James Nedeham or Nedham (died 1544) was an English architect who was Clerk of the King's Works for Henry VIII.

== Family background ==
His family had Derbyshire origins and his grandfather lived at Needham Grange at Hartington Middle Quarter. He was a relation of the Elizabethan merchant and prospector George Nedham.

== Royal works ==
He became a member of the London Carpenter's Company in 1514. First serving the royal works as a carpenter, Nedeham was appointed Clerk of the King's Works on 1 October 1532. He was a successor to the Master Carpenter Humphrey Coke, and he was employed as a military carpenter at Calais in 1522, and as a gunner the Tower of London in 1525.

He constructed galleries around the garden of the London house of the Marquess of Exeter in 1530. At Windsor Castle, he was involved in the construction of a new terrace on the north side. There were benches and Henry VIII used it as a range for his hand guns. The terrace was built on a series of brick vaults which also served to drain the water from the castle gutters. The framework of a timber arbour accessed from the terrace was painted by John Hethe with "white and fine bice and gold antique gilt".

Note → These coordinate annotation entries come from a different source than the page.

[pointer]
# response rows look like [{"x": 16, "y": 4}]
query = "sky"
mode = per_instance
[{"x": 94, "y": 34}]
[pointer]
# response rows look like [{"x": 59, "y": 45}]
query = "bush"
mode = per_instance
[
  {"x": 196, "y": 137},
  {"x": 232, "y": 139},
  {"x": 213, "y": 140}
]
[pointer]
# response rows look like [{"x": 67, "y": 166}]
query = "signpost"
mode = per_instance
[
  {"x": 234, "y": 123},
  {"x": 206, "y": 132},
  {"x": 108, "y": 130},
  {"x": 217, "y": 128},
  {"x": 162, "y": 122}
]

At Greenwich Palace, Nedeham constructed kennels for the king's greyhounds at the tilt yard, a cockpit for fighting birds and seats for male spectators and for Catherine of Aragon, a shelter for the king to stand in to practice with hand guns,

Nedeham's account for Windsor includes refreshing the Queen's privy chamber for Anne Boleyn in June 1533. The ceiling had been decorated with mirrors, possibly for Philippa of Hainault, and 115 looking glasses were scoured at a cost of 9 shillings and 5 pence.

In 1534, Nedeham asked Thomas Cromwell for a larger budget for works at the Tower of London for a new gate and bridge and major repairs to the roof of the White Tower. In December 1534, he directed works at Greenwich Palace to make an artificial forest for the Lord of Misrule's boar hunt.

In April 1538, Nedeham was granted leases from various former monastic properties including lands from the convent of St Mary Wymondley in Hertfordshire, and made Wymondley Priory his home. Nedeham rebuilt the Jewel House at the Tower of London, and in November 1538, he and colleagues Henry Johnson and Anthony Anthony advised Christopher Morris, the Master of the King's Ordnance, on the building of storehouse and workshops for artillery at the Tower. An account book for 1539 mentions a timber "standing" at Egham meadows, probably erected for deer hunting.

He was included in the roll of New Year's Day gifts for 1540, receiving a silver gilt "cruse" or cup provided by the goldsmith Cornelis Hayes.

James Nedeham died in 1544 and was buried at Little Wymondley. The monument was later destroyed, but a drawing shows a classical structure polychromed as marble with pillars and an architrave surmounted by obelisks.

His own house in London in All Hallows Lombard Street parish was adjacent to an inn called the "White Hart of the Mystery or Art of the Fishmongers". He married Alice Goodere. His son John Nedeham was heir to his property.